An essential part of successful brands today is that they have a point of view. Start with your brand values, and hook those values to a current story. Once you have the kernel of a story, start fleshing it out into talking points. Consult experts who orbit your vertical. Compile this into a press backgrounder, and use this to send out to bloggers. You should personalise each backgrounder you send out, because bloggers in any vertical have specialities and stories they cover with their own focus. Use this to your advantage when you reach out.

 

How to Get Started With Advertorials

If you want to test the waters, your best bet is to team up with a solo blogger with a reasonable following. Head to their “About” section to locate their advertising rate card and contact information.
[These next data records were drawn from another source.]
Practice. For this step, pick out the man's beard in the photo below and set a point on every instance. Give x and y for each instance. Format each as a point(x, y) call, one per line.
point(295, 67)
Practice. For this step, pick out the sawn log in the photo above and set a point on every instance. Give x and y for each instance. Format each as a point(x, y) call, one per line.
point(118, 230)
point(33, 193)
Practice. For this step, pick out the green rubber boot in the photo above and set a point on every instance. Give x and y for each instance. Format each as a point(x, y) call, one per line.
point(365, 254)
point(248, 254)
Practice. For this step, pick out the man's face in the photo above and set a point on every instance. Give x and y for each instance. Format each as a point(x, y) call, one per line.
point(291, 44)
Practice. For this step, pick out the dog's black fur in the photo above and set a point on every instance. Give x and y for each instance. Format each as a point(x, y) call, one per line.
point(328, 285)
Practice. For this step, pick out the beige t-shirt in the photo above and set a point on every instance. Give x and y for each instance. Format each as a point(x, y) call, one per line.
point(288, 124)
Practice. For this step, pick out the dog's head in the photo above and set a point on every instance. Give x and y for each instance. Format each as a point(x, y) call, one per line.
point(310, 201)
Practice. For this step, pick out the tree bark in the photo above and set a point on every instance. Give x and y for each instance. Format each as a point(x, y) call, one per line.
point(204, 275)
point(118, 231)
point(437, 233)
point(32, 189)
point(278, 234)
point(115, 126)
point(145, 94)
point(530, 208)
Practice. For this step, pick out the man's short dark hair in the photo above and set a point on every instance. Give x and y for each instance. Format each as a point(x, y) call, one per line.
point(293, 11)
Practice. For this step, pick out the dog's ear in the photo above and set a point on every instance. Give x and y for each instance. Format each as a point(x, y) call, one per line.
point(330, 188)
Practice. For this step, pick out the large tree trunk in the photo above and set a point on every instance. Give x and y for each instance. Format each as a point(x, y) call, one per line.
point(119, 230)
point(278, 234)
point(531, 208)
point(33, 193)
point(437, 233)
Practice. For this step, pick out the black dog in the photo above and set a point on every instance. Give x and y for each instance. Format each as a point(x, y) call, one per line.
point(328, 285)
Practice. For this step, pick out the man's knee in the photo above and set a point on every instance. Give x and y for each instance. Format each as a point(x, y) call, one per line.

Write them a short email explaining who you are, what your company does, what you love about their site, and then ask them if they are interested in pursuing a possible advertorial partnership.

 

The most important things to remember are:

 

1)  You need to do your homework. Bloggers are passionately dedicated to the things they cover. Add to that their commenters’ constant feedback and you have someone who doesn’t want a generic pitch, or a hit-and-run campaign.

 

2) Don’t push a rope: If they’re not interested, don’t force it.

 

Once you receive an interested reply, you should be prepared to pitch some stories and mention your point of view or contribution. Put the focus at this step on collaboration. Your flexibility and relationship-building during this time will pay off with engaging, targeted advertorials.

 

Who Controls the Content?

This may seem straightforward because you are paying to play, but bloggers won’t sell their voice wholesale. They will still put their own commentary and style on advertorials you commission, and that’s OK. You’ve vetted your writer, you’ve built a relationship, and that blogger’s voice will help the advertorial sound authentic and like their other posts on the page. You’re the landlord, but your blogger is the tenant greeting visitors at the door.

 

Branching Out

Once you’ve fine-tuned how to reach out to one blogger, you should consider putting together an advertorial schedule. An advertorial schedule assures that in a given month, you have an advertorial agreement in place with at least one blogger. You can extend this to several if you have a major product launch coming up.

 

Value Adds

If you have a product launch coming up, you might want to consider a more “all-in” approach by combining your advertorial placement with ads or giveaways. This can amp up the money you’ve spent on the story, and can help you get your product into qualified buyers’ hands.

 

Extending the Relationship

Now that you’ve done the work to get the relationship built with a blogger, make sure you continue contact with your bloggers. Check in, send news ahead under embargo, invite bloggers to exclusive events, send free stuff – all these tactics help to further your relationship with bloggers, and can be beneficial to you and your brand years down the road.

 

Advertorials via social media channels are cost-effective, but as with any social media marketing or blogger outreach, it takes time to do your research, find and navigate the relationships, and find mutually agreeable stories to cover. But the benefits can be myriad for your brand: better brand recognition, built-in relevance and credibility, and a qualified group of future customers exposed to your brand and its point of view.